Something was coming.

At first we saw only dust rising along the horizon, thick and black, like a storm crawling across the earth.

Then the animals began to panic.

Horses screamed and reared against their reins. Birds fled the sky in frightened flocks. Even the vultures circling above Phagus abandoned the battlefield.

The other shamans standing beside me began whispering prayers.

One name passed through our ranks like a spreading sickness.

The Butcher.

He emerged from the dust like a shadow rising from the grave.

His armor was blacker than night, jagged with cruel iron spikes that caught the dying sunlight. A long cloak trailed behind him, dragging across the earth like the shadow of death itself.

Beneath him thundered a monstrous steed, one of the dreaded Damned horses, said to be born in the burning caverns beneath the world. Its eyes glowed like embers, and every step shook the ground beneath its hooves.

Behind him came the army of the damned.

The Adze drifted through the air like living shadows, their bodies flickering between flame and darkness.

The Wendigos marched behind them, skeletal giants crowned with antlers, their hollow eyes searching the battlefield for flesh to devour.

And among them ran the Werehyenas, their laughter rising across the savannah like the cries of hungry spirits.

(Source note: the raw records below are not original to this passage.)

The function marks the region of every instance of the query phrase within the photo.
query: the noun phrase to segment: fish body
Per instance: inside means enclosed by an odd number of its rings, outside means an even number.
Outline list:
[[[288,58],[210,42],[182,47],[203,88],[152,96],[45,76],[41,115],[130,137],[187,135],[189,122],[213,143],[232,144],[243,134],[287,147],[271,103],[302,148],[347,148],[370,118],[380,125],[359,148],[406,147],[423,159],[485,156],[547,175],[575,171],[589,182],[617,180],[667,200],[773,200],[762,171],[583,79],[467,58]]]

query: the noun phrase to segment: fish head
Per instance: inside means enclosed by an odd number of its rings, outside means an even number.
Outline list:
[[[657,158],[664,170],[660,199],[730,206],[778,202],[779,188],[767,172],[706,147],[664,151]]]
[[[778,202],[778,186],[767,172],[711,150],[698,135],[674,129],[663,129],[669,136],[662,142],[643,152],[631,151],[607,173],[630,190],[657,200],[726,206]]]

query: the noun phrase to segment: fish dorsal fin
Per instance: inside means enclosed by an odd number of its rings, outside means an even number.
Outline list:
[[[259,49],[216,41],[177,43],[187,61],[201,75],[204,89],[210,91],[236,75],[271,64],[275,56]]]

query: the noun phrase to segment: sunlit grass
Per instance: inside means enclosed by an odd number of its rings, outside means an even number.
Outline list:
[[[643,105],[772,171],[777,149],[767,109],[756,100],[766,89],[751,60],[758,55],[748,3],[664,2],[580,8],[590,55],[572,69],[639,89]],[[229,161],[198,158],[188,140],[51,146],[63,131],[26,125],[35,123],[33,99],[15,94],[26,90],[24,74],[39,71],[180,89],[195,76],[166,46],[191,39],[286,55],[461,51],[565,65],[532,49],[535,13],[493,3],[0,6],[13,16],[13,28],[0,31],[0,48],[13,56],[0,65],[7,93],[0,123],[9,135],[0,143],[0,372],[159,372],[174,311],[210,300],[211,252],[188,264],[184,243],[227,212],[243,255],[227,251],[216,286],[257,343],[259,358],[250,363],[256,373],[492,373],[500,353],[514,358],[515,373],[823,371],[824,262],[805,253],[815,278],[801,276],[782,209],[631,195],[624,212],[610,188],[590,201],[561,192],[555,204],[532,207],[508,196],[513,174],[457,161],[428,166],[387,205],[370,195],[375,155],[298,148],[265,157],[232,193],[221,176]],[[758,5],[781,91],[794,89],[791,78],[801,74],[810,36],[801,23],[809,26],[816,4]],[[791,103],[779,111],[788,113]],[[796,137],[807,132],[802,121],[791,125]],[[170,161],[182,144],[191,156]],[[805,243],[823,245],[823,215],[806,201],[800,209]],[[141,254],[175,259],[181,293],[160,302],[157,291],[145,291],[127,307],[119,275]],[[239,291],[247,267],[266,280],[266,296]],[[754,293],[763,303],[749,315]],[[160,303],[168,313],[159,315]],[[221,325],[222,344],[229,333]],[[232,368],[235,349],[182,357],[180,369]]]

The Butcher raised one gauntleted hand.

The monstrous army halted.

Silence swallowed the battlefield.

No drum spoke.

No warrior moved.

The Butcher drew his sword.

The blade drank the sunlight until it gleamed like a shard of midnight.

Then he lowered it.

The army of the damned surged forward.

What followed was not a battle.

It was slaughter.

Phagus became a river of blood. Spears shattered. Shields splintered. Men screamed as the army of the Damned tore through our ranks like wildfire through dry grass.

Courage died that day.

Even I, a shaman trained to battle evil spirits stood powerless before the horror that walked among us.

We were broken. It was an inevitable loss.

Those fortunate enough fled north into the mountains.

The rest of us were taken.

Now we rot in Tobias' dungeons, waiting for the gallows.

Above us the city celebrates. Drums thunder through the streets. Bards sing of Tobias' victory.

Oro is now the new god of Afriterra.

The Sky God, Eledumare has been abandoned.

And Tobias Nnaise is praised as the savior of our people.

This is the Year of Carnage.

The year we fought.

The year we fell.

The year sin became a religion.

And I, Grey, remain alive, if only for a little while longer, to record the ruin of my people.